Abstract

Parasites may cause fecundity reduction in their hosts via life-history strategies involving simple nutrient theft or manipulation of host energy allocation. Simple theft of nutrients incidentally reduces host energy allocation to reproduction, whereas manipulation is a parasite-driven diversion of energy away from host reproduction. We aimed to determine whether the diphyllobothriidean cestode parasite Schistocephalus solidus causes loss of fecundity in the threespine stickleback fish (Gasterosteus aculeatus) through simple nutrient theft or the manipulation of host energy allocation.

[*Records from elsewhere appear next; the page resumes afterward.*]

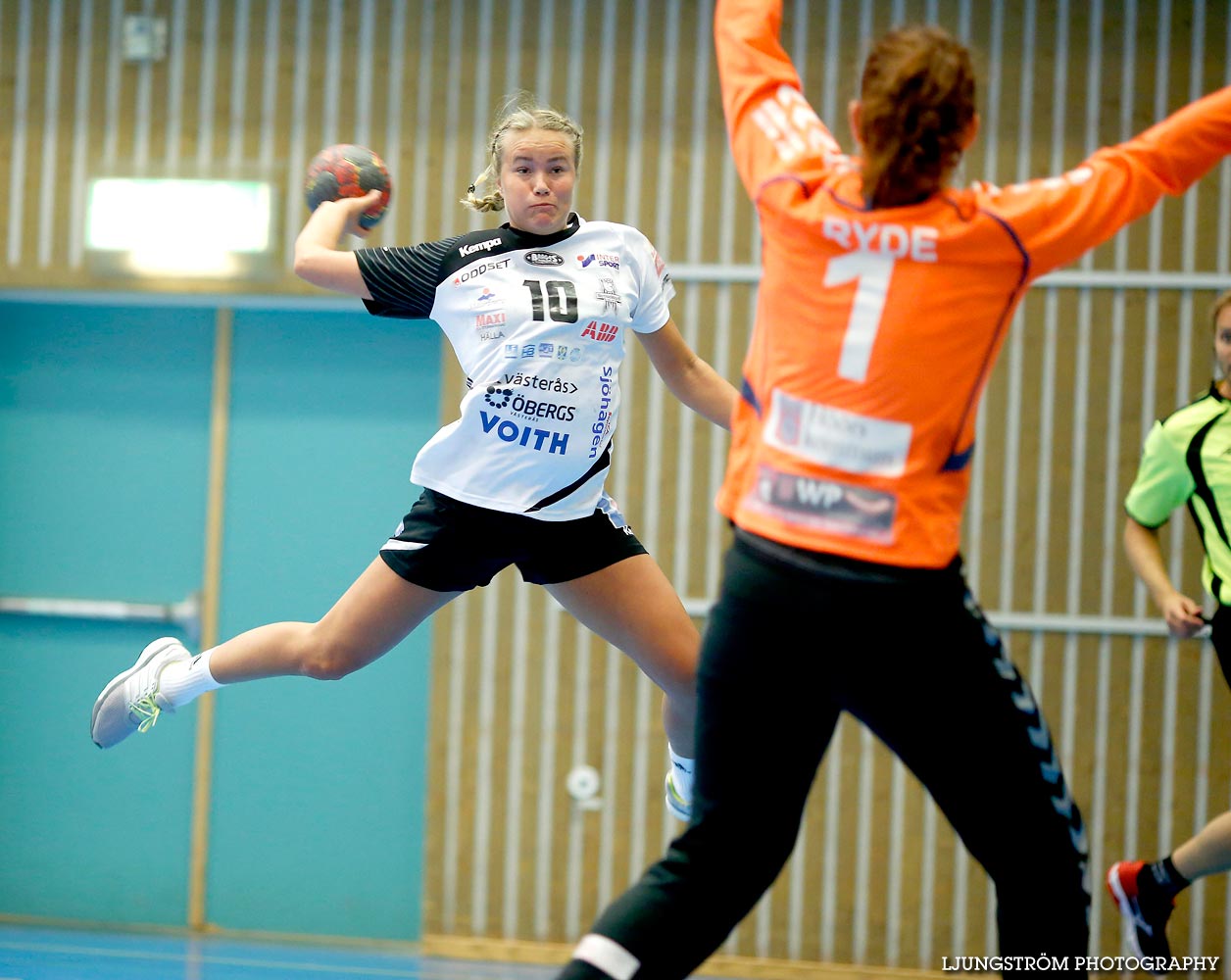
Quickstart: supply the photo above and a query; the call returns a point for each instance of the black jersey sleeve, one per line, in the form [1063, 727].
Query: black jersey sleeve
[403, 279]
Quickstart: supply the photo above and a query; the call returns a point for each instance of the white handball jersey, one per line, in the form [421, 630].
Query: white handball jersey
[538, 325]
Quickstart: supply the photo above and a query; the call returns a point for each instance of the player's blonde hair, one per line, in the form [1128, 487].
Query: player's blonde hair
[518, 114]
[918, 101]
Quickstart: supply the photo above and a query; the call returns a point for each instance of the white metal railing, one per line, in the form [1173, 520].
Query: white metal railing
[185, 613]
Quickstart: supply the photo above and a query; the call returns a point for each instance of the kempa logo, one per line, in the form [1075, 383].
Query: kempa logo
[479, 246]
[601, 331]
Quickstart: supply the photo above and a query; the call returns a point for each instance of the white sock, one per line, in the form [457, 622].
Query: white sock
[181, 683]
[681, 773]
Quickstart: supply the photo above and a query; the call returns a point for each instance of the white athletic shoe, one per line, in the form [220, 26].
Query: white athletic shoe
[681, 808]
[132, 701]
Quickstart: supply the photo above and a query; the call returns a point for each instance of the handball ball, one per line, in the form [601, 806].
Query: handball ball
[347, 170]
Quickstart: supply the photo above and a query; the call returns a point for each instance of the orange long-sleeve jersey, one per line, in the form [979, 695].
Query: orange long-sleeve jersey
[876, 329]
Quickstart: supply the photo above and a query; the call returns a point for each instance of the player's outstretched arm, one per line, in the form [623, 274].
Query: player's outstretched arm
[319, 260]
[689, 378]
[1183, 614]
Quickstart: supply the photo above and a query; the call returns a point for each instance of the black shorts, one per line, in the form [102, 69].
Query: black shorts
[448, 546]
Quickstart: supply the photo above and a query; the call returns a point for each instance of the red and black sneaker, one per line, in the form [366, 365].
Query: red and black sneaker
[1148, 918]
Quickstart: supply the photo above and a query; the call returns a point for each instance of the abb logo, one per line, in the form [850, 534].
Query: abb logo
[600, 331]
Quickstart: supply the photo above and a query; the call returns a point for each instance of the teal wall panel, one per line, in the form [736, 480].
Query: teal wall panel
[104, 432]
[318, 819]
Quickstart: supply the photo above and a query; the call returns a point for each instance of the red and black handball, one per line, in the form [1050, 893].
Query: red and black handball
[346, 170]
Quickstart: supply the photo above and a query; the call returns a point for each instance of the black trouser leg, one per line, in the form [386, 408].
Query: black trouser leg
[962, 719]
[763, 726]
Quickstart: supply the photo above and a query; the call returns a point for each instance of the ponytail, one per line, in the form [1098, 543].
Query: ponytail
[918, 102]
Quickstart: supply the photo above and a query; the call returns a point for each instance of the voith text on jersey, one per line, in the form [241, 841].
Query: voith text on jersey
[916, 241]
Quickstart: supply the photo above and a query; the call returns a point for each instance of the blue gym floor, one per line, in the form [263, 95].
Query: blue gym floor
[33, 953]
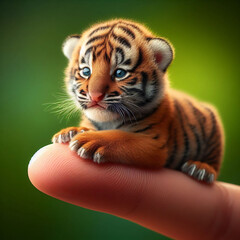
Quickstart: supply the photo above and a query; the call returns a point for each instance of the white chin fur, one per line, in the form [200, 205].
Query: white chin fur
[100, 115]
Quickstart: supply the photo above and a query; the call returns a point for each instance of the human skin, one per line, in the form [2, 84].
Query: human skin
[163, 200]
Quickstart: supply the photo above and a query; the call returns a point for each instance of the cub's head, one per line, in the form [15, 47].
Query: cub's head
[116, 70]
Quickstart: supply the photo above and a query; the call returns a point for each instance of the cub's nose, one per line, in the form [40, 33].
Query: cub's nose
[96, 96]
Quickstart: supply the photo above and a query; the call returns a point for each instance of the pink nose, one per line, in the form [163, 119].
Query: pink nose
[97, 97]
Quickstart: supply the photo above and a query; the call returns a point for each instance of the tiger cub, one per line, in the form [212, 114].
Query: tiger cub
[117, 76]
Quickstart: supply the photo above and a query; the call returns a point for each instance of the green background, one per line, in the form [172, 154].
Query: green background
[205, 35]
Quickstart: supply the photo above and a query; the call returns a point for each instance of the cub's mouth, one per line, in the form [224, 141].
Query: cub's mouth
[97, 105]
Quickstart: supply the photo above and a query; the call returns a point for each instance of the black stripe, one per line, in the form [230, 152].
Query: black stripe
[88, 50]
[127, 62]
[119, 50]
[83, 92]
[132, 90]
[169, 135]
[132, 25]
[174, 150]
[93, 39]
[111, 49]
[197, 140]
[114, 94]
[139, 61]
[132, 81]
[156, 137]
[107, 57]
[99, 45]
[143, 117]
[121, 40]
[213, 131]
[83, 60]
[185, 136]
[144, 82]
[98, 29]
[144, 129]
[200, 119]
[127, 31]
[99, 52]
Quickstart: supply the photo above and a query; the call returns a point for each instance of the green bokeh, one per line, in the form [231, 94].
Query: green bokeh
[206, 38]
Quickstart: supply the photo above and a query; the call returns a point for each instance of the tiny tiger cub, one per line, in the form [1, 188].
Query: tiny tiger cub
[117, 76]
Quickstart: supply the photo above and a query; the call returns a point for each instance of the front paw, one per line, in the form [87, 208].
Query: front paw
[90, 146]
[66, 135]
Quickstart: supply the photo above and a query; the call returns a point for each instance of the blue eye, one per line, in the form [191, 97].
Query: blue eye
[120, 73]
[85, 72]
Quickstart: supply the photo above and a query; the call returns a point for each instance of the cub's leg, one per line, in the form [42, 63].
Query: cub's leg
[65, 135]
[200, 171]
[119, 147]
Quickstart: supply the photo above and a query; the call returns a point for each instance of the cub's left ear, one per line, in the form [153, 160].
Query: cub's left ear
[163, 52]
[69, 44]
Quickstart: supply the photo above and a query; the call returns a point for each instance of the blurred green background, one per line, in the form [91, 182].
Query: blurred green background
[206, 38]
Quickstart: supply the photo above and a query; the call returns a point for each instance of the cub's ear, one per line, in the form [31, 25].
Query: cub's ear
[69, 44]
[163, 52]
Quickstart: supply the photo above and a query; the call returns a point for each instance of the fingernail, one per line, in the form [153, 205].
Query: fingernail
[36, 155]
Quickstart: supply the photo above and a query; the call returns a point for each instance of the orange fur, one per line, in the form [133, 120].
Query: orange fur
[177, 130]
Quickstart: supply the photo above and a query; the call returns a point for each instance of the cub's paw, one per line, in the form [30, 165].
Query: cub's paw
[200, 171]
[66, 135]
[90, 146]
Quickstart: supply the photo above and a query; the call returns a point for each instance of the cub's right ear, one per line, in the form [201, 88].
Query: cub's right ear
[69, 44]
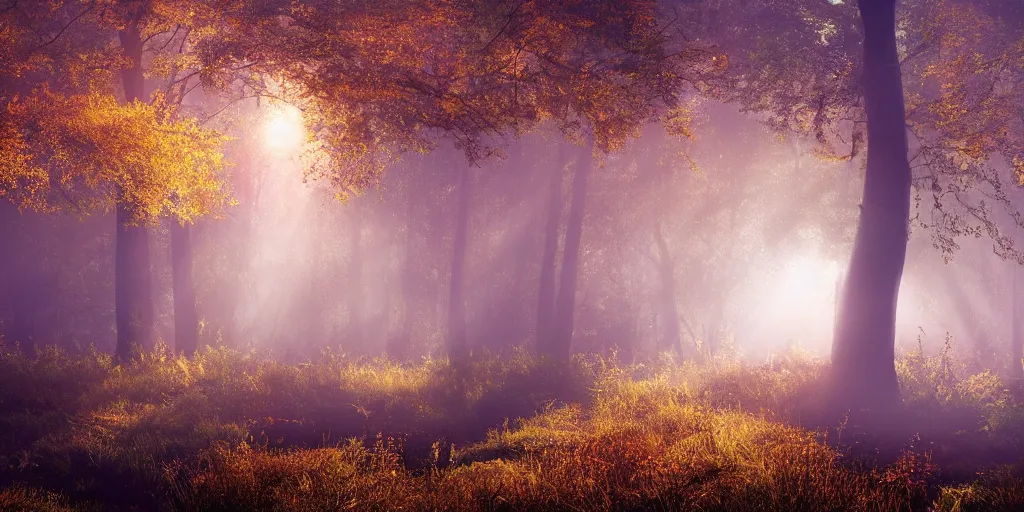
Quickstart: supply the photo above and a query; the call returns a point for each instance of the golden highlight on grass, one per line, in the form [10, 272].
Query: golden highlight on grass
[229, 430]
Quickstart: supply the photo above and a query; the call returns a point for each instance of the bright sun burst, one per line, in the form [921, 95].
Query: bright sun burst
[284, 130]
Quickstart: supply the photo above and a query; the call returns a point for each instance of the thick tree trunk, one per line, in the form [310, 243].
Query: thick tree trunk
[457, 304]
[863, 348]
[546, 290]
[670, 340]
[132, 280]
[561, 346]
[185, 314]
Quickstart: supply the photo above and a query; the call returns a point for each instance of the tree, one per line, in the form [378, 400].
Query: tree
[800, 69]
[863, 351]
[85, 151]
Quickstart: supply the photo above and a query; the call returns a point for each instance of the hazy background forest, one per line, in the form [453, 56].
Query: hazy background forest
[750, 229]
[511, 255]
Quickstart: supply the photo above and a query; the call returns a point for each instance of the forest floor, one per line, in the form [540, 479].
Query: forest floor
[229, 430]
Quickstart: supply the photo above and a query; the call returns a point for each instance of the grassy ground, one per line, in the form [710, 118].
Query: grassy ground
[231, 431]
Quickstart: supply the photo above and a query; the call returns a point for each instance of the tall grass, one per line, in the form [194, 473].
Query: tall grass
[229, 430]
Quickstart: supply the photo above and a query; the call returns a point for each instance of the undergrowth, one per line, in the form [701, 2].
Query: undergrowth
[229, 430]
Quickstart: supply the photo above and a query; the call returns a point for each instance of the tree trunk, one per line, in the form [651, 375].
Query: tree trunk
[1016, 347]
[565, 305]
[185, 315]
[546, 290]
[354, 281]
[863, 350]
[132, 280]
[457, 305]
[671, 339]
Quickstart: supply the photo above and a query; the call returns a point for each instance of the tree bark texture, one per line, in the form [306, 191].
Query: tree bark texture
[863, 348]
[132, 280]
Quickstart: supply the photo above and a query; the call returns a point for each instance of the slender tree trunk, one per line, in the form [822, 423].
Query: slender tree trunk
[1016, 345]
[565, 305]
[354, 281]
[132, 280]
[546, 290]
[670, 339]
[457, 304]
[863, 349]
[185, 314]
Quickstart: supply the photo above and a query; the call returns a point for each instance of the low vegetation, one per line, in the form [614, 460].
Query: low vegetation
[229, 430]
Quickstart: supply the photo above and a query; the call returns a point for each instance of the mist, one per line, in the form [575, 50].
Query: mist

In one stickleback population (Walby Lake, Matanuska-Susitna Valley, Alaska), there was no difference in the sizes and ages of infected and uninfected reproducing females. Lightly- and heavily-infected females produced clutches of eggs, but increasingly smaller percentages of infected females produced clutches as the parasite-to-host biomass ratio (PI) increased. Infected, clutch-bearing sticklebacks showed reductions in clutch size, egg mass, and clutch mass, which were related to increases in PI and reflected a reduction in reproductive parameters as growth in parasite mass occurs. The findings obtained for this population are consistent with the hypothesis of simple nutrient theft; however, populations of S. solidus in other regions may manipulate host energy allocation. © 2010 The Linnean Society of London, Biological Journal of the Linnean Society, 2010, 100, 835–846.